What is the difference between Sarah Palin and the typical vice-presidential nominee who confuses jargon for policy, speaks in scripted platitudes, and criticizes their opponent rather than offering a vision for the future? Lipstick.

That became overwhelmingly apparent when the Republican vice presidential nominee sat down for a three-part interview with ABC’s Charlie Gibson concerning her credentials, experience and policy ideas. Palin seemed obviously coached, which is not exactly a vote of confidence from the GOP regarding her oratorical skills. At times she spoke in difficult-to-understand, fast-talk blathering, demonstrating her unfamiliarity with national security issues as well as the economy.

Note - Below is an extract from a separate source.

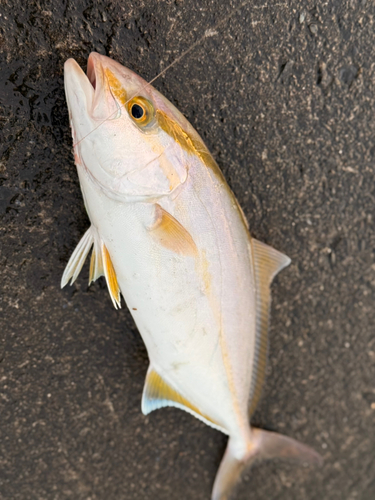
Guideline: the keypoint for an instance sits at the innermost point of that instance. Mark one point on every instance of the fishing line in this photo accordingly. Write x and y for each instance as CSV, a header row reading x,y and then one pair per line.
x,y
208,33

When Gibson asked specifically about her national security credentials she mentioned her work to create “energy independence,” while governor of Alaska and chair of the Oil and Gas Conservation Commission. When told that national security is about more than energy Palin responded: “energy is a foundation of national security.” She then tried to back that up with about a half-hour’s worth of double-talk and assorted gobbledygook.

Even a straight-faced Gibson seemed dazed afterward saying, “I got lost in a mountain of words there.” So did Palin.

After re-watching her interviews, I still don’t know what she’d do if elected, other than “regulate federal earmark spending.” However, according to the Los Angeles Times, as governor, she accepted $198 million in earmarks just this past February for a state of roughly 670,000 people. How did she explain that? “[At least] it’s in the light of day rather than seeing lobbyist cutting secret deals with Congress.”

So earmarks are OK as long as they are out in the open? Well, that would certainly save politicians a lot of time coming up with lies for justifying $100 million in federal spending to observe the mating habits of houseflies-sounds like reform to me. However, following the interview, I realized that I was no closer to knowing more about Palin’s policies than I did before. Consequently, I turned my attention back to the presidential nominees.

The same day of the Palin interview, Republican presidential nominee John McCain appeared on ABC’s The View, obviously pandering for the women’s vote. He was lambasted by the panel on his ethics for the slanderous turn his campaign has taken. “Why would you support an ad that says that Obama supports sex education for kindergartners?” asked Barbra Walters. The senate bill in question, which has stalled since 2005, favored giving kids information about sex, but only as a precautionary measure against incest and molestation.

McCain seemed visibly uneasy and irritated defending his position-apparently thought he’d get nothing but softball questions on the show. But McCain did make one point I agreed with concerning he and Obama participating in joint town hall debates in some of the swing states. It’s a terrific idea for Obama, especially since some national polls show him losing ground with female voters. An impromptu public discussion with McCain would show Obama’s initiative and toughness, and would allow our senator to shift the focus away from the “McPain” ticket.

I also agree with Sun-Times columnist Carol Marin that Obama should consider naming his cabinet members now, a move the media will chew on and one that would again place him in front of news cycles. He should also abandon those foolhardy ads painting McCain as “aged and out-of-step” with the times. That will not work. The last two presidential elections won by George W. Bush showed the importance of the senior vote-you never want to ostracize a major voting block.

Eventually, Palin’s star will dim and her mangled words will no longer impress even her own supporters. But will it be too late to keep her and McCain out of the White House?